The OpenCL backend implements the ACC interface, which is exposed in Fortran and used throughout DBCSR's code base to drive (GPU-)acceleration based on ACC's device enumeration, data movement, and synchronization functionality. By design, DBCSR activates one device per rank (process). For instance, multiple GPUs can be used by the means of multiple ranks per system or at least one rank per device.
Compile-time settings are (implicitly) documented and can be adjusted by editing acc_opencl.h. Runtime settings are made by the means of environment variables. The OpenCL backend provides
acc_getenv.sh to list all occurrences of
getenv categorized into "OpenCL Backend environment variables" and "OpenCL LIBSMM environment variables". Common backend related settings are:
ACC_OPENCL_DEVSPLIT: integer enabling devices to be split into subdevices (non-zero/default: subdevices, zero: aggregated).
ACC_OPENCL_DEVTYPE: character string selecting "cpu", "gpu", "all" (unfiltered), or any other string (neither CPU or GPU).
ACC_OPENCL_DEVICE: non-negative integer number to select a device from the (internally enumerated) list of devices.
ACC_OPENCL_VENDOR: character string matching the vendor of the OpenCL device in a case-insensitive fashion, e.g., "intel".
ACC_OPENCL_VERBOSE: verbosity level (integer) with console output on
ACC_OPENCL_VERBOSE=1: outputs the number of devices found and the name of the selected device.
ACC_OPENCL_VERBOSE=2: outputs the duration needed to generate a requested kernel.

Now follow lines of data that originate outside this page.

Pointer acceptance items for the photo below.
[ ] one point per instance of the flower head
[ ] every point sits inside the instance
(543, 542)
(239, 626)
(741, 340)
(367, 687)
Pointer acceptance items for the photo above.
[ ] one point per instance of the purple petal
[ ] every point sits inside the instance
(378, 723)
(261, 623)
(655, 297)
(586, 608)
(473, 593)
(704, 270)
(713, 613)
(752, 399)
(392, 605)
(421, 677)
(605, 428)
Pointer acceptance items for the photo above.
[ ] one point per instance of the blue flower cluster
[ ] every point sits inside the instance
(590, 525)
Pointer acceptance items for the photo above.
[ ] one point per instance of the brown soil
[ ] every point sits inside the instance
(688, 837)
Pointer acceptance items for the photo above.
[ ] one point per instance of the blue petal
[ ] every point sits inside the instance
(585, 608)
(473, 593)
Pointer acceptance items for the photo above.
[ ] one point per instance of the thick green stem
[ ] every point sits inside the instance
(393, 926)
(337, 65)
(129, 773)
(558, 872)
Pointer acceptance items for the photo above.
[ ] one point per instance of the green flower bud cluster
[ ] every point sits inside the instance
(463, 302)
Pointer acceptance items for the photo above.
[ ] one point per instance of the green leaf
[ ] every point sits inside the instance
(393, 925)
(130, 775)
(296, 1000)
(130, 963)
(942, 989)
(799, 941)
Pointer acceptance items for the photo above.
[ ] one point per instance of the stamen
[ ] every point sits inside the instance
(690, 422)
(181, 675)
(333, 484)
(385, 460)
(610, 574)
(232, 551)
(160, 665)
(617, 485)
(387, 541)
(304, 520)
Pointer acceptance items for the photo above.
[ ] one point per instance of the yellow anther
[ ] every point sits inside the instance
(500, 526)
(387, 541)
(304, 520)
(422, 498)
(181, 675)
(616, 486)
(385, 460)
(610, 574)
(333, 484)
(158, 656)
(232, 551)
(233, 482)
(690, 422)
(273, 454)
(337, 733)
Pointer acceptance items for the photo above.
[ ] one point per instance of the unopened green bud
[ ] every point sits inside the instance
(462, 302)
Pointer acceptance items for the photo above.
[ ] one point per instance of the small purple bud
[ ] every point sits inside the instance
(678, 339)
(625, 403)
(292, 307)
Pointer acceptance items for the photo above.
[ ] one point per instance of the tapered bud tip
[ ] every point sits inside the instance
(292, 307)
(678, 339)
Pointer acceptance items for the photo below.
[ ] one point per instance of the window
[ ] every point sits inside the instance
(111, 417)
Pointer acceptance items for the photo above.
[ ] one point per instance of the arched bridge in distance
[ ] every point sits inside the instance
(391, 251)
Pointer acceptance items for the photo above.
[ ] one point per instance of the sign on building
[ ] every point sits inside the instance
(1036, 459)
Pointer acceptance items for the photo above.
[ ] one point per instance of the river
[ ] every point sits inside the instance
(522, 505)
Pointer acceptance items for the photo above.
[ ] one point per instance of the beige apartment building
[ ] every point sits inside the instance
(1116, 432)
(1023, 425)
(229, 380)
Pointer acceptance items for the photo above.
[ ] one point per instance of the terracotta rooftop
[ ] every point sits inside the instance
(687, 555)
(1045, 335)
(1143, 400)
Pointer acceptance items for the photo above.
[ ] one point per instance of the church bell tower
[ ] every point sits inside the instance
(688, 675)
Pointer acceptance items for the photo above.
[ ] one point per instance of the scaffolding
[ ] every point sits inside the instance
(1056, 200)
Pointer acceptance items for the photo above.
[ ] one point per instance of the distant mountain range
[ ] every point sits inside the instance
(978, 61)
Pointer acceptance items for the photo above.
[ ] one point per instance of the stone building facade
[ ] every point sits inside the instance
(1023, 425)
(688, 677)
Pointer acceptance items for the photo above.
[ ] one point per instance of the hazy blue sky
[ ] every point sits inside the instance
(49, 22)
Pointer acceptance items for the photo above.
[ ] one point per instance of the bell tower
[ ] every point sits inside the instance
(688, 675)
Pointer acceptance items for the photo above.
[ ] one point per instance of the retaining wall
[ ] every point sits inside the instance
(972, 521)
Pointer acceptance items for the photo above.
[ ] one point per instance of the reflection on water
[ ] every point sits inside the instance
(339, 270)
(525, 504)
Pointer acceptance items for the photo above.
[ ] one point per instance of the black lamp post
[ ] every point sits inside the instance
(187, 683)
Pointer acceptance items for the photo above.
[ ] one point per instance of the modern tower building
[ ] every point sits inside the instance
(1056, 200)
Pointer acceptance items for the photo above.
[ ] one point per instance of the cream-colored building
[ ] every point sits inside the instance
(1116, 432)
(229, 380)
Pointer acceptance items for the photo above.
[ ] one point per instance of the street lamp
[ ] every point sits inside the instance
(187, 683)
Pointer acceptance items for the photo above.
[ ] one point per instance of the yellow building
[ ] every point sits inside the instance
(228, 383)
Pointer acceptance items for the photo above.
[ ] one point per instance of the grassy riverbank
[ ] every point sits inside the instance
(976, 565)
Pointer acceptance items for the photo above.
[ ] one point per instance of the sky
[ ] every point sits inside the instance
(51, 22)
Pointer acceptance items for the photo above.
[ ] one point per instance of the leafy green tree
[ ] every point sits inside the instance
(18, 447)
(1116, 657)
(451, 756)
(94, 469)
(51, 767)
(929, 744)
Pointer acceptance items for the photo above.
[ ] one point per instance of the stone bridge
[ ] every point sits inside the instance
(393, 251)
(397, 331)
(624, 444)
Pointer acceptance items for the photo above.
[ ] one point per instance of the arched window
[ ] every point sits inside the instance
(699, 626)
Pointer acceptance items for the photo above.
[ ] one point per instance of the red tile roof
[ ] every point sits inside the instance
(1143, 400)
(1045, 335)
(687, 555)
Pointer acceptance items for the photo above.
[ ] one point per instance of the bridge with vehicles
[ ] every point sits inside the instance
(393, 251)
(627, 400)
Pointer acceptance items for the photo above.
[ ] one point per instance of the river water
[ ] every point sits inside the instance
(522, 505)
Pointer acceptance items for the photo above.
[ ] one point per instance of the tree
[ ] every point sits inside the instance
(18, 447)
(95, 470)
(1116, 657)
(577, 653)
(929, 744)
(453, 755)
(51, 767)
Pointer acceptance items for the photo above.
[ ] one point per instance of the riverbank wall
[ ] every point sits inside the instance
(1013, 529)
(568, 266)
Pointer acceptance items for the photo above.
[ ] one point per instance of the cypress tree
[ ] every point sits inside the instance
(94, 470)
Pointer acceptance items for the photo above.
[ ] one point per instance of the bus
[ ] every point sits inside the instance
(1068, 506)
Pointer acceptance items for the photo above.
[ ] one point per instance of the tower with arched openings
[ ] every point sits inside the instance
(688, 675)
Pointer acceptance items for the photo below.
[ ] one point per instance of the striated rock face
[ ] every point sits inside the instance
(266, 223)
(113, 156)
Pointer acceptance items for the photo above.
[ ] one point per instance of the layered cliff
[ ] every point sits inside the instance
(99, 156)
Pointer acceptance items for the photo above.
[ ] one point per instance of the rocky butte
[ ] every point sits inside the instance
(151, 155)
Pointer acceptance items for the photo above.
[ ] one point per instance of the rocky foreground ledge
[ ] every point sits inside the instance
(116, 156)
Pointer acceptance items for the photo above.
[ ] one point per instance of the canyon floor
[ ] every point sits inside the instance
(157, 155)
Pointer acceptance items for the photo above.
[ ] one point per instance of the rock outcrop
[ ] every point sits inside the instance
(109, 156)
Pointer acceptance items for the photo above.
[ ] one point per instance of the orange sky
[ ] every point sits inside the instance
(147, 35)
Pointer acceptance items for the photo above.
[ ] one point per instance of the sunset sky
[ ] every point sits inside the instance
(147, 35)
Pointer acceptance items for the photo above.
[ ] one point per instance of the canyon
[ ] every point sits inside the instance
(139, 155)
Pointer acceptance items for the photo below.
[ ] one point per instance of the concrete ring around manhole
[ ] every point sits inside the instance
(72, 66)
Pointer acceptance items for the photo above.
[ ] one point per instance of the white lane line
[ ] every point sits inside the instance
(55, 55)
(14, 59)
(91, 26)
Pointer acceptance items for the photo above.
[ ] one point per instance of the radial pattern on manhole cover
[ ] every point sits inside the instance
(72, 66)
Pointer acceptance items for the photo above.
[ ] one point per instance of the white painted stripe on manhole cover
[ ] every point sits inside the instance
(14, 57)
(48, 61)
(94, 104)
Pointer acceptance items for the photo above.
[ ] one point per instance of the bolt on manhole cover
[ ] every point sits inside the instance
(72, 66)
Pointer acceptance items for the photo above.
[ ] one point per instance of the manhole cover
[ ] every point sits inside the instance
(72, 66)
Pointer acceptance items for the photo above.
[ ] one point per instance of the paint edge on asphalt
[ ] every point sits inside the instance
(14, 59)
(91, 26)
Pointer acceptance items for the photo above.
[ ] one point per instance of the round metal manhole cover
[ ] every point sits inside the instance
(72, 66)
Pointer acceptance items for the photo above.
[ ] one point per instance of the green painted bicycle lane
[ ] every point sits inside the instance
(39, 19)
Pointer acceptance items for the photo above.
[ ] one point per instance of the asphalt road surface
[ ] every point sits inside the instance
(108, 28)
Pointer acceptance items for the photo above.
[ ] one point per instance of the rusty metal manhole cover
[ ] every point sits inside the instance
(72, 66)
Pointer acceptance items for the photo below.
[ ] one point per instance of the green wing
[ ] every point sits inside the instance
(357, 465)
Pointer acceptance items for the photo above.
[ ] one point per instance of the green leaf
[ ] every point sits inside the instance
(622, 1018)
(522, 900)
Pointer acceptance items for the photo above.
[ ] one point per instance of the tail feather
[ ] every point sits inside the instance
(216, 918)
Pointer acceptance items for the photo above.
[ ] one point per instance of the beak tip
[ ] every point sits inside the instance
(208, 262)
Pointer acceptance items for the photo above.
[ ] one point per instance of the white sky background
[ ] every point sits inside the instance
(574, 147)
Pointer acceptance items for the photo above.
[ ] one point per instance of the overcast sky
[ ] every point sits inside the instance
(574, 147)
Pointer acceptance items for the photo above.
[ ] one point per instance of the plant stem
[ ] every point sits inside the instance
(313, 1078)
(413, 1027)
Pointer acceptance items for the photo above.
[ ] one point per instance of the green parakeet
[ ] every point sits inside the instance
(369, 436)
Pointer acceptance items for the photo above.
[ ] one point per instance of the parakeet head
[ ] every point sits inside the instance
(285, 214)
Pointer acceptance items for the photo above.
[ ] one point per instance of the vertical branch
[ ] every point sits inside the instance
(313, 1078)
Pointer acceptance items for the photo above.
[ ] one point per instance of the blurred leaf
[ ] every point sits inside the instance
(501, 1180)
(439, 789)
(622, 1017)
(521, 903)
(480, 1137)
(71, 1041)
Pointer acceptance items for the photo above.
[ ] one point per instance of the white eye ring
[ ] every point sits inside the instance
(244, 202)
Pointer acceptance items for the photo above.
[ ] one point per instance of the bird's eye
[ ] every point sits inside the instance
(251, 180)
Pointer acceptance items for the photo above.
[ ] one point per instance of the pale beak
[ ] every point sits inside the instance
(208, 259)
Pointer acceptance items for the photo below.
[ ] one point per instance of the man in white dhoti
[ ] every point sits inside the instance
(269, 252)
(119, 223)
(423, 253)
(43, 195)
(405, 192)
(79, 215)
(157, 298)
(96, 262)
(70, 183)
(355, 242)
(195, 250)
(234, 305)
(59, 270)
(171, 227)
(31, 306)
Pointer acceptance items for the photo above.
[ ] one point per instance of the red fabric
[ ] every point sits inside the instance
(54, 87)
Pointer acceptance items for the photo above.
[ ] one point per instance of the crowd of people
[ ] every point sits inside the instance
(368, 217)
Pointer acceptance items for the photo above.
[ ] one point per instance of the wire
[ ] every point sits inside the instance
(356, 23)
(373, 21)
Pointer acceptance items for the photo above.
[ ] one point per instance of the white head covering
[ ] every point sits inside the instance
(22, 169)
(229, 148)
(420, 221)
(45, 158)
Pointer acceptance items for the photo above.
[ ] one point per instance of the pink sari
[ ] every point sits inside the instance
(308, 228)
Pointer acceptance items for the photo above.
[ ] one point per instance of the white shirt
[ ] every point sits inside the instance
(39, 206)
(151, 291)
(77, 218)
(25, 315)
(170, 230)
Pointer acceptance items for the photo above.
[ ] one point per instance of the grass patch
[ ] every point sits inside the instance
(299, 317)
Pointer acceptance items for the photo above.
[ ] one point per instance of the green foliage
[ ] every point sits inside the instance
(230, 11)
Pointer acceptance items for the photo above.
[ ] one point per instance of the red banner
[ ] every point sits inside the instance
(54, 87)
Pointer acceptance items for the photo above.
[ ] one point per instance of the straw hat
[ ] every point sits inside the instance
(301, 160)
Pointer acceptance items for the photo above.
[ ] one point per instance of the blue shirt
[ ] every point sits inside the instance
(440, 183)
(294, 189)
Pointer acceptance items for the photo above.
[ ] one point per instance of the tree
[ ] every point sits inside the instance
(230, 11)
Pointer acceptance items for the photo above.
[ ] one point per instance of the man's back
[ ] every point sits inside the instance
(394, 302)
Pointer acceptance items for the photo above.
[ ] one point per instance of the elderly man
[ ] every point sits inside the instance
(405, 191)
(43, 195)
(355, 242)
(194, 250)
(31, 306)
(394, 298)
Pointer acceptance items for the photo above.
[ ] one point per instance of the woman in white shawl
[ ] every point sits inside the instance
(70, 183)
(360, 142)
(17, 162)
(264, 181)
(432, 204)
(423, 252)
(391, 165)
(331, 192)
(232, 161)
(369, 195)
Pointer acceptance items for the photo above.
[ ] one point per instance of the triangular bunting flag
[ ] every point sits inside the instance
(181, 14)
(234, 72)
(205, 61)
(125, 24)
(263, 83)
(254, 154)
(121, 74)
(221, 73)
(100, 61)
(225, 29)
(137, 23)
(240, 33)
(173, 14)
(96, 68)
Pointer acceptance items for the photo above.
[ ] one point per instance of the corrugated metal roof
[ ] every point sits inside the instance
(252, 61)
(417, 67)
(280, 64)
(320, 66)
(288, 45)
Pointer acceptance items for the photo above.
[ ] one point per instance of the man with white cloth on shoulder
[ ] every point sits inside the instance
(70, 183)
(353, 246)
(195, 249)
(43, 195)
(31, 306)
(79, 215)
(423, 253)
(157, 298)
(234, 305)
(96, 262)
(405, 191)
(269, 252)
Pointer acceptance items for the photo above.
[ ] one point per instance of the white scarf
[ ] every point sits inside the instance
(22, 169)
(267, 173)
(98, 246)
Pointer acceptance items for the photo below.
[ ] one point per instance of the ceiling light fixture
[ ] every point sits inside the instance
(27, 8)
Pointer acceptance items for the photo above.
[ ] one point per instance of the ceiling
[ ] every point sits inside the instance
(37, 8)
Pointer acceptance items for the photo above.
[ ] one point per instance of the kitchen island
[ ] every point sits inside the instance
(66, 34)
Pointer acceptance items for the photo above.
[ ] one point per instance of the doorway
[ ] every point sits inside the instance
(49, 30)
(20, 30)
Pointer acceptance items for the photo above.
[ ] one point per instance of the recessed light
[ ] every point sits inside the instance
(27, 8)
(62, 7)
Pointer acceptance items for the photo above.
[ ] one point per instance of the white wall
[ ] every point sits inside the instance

ACC_OPENCL_VERBOSE=3: outputs device-side performance of kernels (every launch profiled).
ACC_OPENCL_DUMP: dump preprocessed kernel source code (1) or dump compiled OpenCL kernels (2).
ACC_OPENCL_DUMP=1: dump preprocessed kernel source code and use it for JIT compilation. Instantiates the original source code using preprocessor definitions (
-D) and collapses the code accordingly.
ACC_OPENCL_DUMP=2: dump compiled OpenCL kernels (depends on OpenCL implementation), e.g., PTX code on Nvidia.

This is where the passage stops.